Pada tahun 1430, sang raja memerintahkan Joan untuk menghadapi serangan Burgundi di Compiégne. Dalam upayanya untuk mempertahankan kota, dia terlempar dari kudanya dan ditinggalkan di luar gerbang kota saat mereka ditutup. Pasukan Burgundi menawannya dan membawanya ke kastil Bouvreuil, yang diduduki oleh komandan Inggris di Rouen.
Dalam persidangan, Joan dituntut sekitaar 70 dakwaan terhadap dirinya. Beberapa dakwaan tersebut antara lain termasuk sihir, bid'ah, dan berpakaian seperti pria. Kerajaan Anglo-Burgundi pun memiliki tujuan untuk menyingkirkan pemimpin muda tersebut serta mendiskreditkan Charles, yang berhutang penobatannya kepadanya. Dalam upaya menjauhkan diri dan menjaga nama baiknya, raja Prancis tersebut tidak berusaha merundingkan pembebasan Joan.
Penggunaan pakaian laki-laki oleh perempuan sebenarnya tidak dilarang oleh ajaran Katolik jika memilki alasan mendesak, salah satunya melindungi diri dari perkosaan. Ia juga boleh saja menggunakan pakaian perang laki-laki untuk melindungi diri dalam pertempuran, walaupun membuatnya tampak menjadi kesatria laki-laki. Ahli teologi Jean Gerson mengatakan bahwa penampilan tersebut hanya untuk kepraktisan.
Pada pagi hari tanggal 30 Mei 1431, pada usia 19 tahun, Joan dibawa ke pasar lama Rouen dan dibakar di tiang pancang. Ia meminta dua petugas, Martin Ladvenu dan Isambart de la Pierre untuk memegang salib di belakangnya.

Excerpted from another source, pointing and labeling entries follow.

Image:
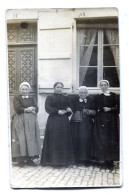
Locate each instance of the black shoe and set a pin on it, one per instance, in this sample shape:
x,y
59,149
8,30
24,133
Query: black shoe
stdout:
x,y
21,164
31,163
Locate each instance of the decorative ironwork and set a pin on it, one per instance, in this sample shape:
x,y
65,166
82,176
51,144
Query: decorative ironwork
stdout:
x,y
26,35
114,37
12,33
27,66
12,70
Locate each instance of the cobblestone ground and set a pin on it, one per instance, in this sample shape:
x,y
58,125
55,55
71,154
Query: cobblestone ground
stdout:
x,y
74,176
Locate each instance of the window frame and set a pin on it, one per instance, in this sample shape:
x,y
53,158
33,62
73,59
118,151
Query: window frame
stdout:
x,y
101,25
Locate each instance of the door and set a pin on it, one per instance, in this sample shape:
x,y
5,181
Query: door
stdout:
x,y
22,59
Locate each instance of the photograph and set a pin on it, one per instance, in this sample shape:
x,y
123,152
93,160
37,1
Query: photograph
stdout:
x,y
64,98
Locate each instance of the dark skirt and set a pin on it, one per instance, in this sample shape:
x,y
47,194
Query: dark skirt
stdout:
x,y
106,137
82,138
57,147
25,136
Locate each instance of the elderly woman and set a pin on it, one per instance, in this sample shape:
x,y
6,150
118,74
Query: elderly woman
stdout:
x,y
25,131
57,148
81,126
106,127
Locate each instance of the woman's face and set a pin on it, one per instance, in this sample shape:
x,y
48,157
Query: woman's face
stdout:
x,y
83,93
104,86
58,89
24,90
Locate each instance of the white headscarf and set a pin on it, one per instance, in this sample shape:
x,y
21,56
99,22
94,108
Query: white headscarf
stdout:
x,y
24,83
83,87
104,81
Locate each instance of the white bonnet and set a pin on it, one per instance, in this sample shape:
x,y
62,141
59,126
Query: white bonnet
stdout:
x,y
83,87
24,83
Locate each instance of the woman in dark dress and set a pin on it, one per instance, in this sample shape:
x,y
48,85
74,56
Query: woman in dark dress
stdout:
x,y
82,129
106,127
57,146
25,133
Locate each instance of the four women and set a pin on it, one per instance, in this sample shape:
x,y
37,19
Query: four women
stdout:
x,y
77,131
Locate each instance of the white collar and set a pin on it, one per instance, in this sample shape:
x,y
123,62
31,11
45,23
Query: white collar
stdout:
x,y
25,96
83,100
106,93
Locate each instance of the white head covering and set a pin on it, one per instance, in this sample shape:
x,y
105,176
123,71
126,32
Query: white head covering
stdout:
x,y
24,83
104,81
106,93
83,87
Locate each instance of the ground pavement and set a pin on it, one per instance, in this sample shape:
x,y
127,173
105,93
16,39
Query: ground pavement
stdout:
x,y
74,176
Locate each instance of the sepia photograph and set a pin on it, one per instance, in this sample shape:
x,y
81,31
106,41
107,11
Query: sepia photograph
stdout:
x,y
64,98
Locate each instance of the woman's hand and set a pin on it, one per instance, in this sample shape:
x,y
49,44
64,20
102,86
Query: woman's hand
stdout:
x,y
62,112
106,109
30,109
69,110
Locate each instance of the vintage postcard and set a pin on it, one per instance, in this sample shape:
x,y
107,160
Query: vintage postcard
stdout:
x,y
64,94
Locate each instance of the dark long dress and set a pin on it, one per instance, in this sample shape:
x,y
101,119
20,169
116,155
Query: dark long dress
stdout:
x,y
25,133
82,131
106,128
57,147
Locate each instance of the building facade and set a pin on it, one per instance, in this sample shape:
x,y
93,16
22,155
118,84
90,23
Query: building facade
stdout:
x,y
74,46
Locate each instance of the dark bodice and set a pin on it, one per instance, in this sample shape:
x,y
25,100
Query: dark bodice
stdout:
x,y
56,102
111,101
76,105
20,104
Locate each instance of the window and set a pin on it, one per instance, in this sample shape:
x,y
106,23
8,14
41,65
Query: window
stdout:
x,y
98,54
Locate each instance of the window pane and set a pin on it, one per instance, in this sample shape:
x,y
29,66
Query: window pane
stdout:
x,y
88,56
111,74
88,76
108,58
111,36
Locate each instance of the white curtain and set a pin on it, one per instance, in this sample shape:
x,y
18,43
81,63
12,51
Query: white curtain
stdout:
x,y
112,37
87,51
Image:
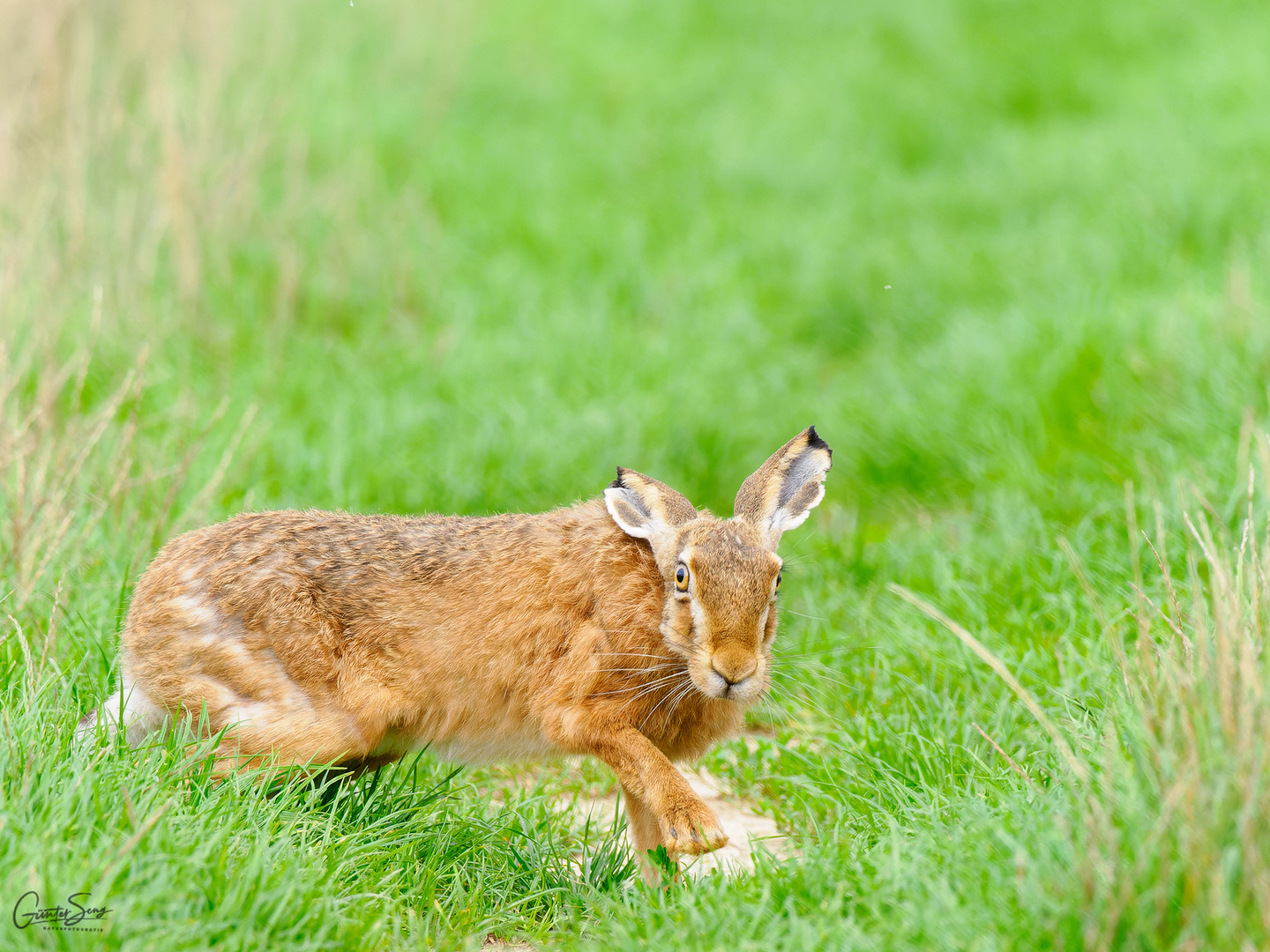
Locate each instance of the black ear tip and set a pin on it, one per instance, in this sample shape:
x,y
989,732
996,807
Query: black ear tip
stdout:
x,y
814,442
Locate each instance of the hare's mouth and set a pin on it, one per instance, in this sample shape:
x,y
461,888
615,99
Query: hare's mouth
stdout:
x,y
743,691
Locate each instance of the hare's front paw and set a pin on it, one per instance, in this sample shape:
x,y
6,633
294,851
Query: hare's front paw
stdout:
x,y
691,827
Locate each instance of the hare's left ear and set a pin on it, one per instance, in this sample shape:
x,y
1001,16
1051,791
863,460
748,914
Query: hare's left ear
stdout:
x,y
644,508
787,487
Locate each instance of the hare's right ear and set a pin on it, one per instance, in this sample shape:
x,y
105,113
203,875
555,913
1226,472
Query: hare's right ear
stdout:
x,y
644,508
787,487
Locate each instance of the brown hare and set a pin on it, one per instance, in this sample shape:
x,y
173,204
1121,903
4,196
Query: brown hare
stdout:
x,y
634,628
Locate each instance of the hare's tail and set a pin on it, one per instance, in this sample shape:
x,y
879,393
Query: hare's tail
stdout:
x,y
129,709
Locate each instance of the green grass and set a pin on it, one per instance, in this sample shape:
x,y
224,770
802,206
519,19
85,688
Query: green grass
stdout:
x,y
1007,257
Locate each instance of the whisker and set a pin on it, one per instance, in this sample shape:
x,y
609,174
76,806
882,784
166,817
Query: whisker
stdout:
x,y
800,614
646,693
654,710
646,686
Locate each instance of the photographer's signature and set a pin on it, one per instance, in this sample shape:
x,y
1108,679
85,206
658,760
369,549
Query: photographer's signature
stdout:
x,y
75,915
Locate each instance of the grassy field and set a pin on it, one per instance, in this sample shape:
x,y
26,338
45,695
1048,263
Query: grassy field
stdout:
x,y
1012,259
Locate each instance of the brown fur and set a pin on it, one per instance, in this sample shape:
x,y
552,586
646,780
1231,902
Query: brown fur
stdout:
x,y
326,637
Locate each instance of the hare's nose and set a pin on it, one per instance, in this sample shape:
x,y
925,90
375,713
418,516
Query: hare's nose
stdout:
x,y
733,671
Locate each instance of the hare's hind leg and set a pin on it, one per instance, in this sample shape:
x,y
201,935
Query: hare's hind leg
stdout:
x,y
130,710
260,733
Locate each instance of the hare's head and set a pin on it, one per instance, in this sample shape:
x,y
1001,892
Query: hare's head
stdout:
x,y
721,576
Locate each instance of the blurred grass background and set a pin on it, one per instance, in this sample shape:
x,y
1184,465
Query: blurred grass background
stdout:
x,y
469,257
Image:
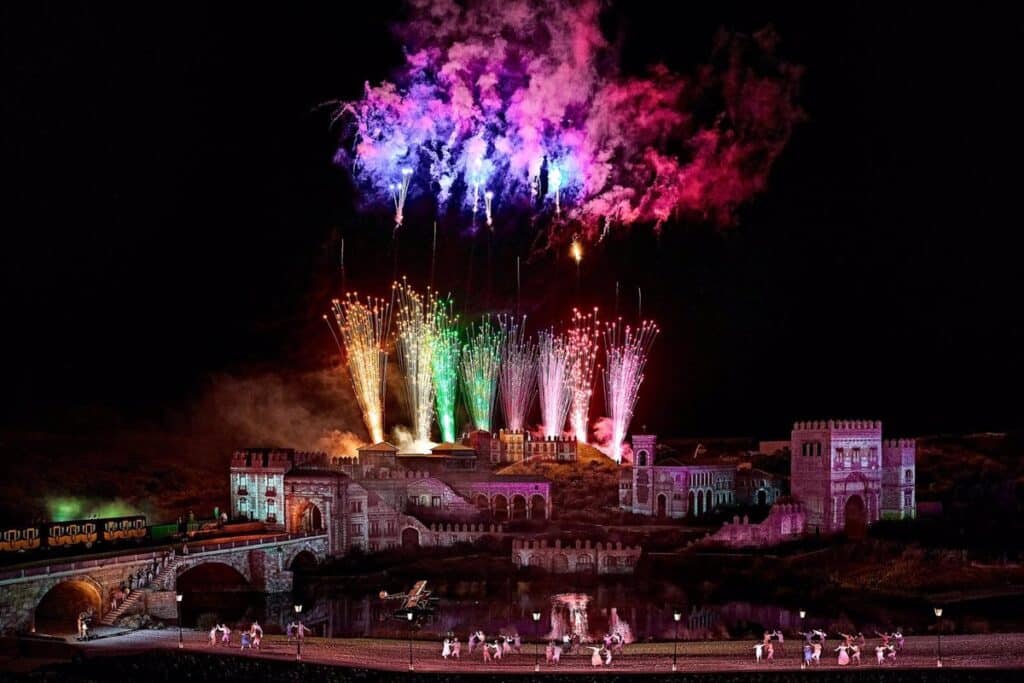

Seorang prajurit Inggris juga membuatkan salib kayu untuk ditempatkan di dadanya.
Menurut serial Drunk History yang ditayangkan di kanal Youtube Comedy Central, Joan kerap memanggil Yesus dan ketiga utusannya St. Michael, St. Catherine, dan St. Margaret ketika dibakar. Belakangan, algojo Geoffroy Therage menyatakan bahwa dirinya sangat takut dikutuk karena ia telah membakar wanita suci.
Pengaruh Joan terhadap masyarakat Prancis terus berlanjut meskipun ia telah tiada. Berkat tuntutan ibunya, Isabelle Romee, Joan diputuskan tidak bersalah dan nama baiknya dipulihkan oleh pengadilan. Perempuan yang dijuluki La pucelle atau sang dara tersebut pun diangkat sebagai simbol nasional Prancis oleh Napoleon Bonaparte pada tahun 1803.
Kisah Joan memang ajaib dan penuh dengan misteri. Gadis yang taat agama secara tiba-tiba mendapatkan bisikan untuk membebaskan Prancis. Kelly DeVries, sejarawan Amerika mengatakan Tidak ada seorang pun dari Abad Pertengahan, baik laki-laki atau perempuan, yang menjadi subyek penelitian melebihi Jeanne d'Arc karena hal tersebut.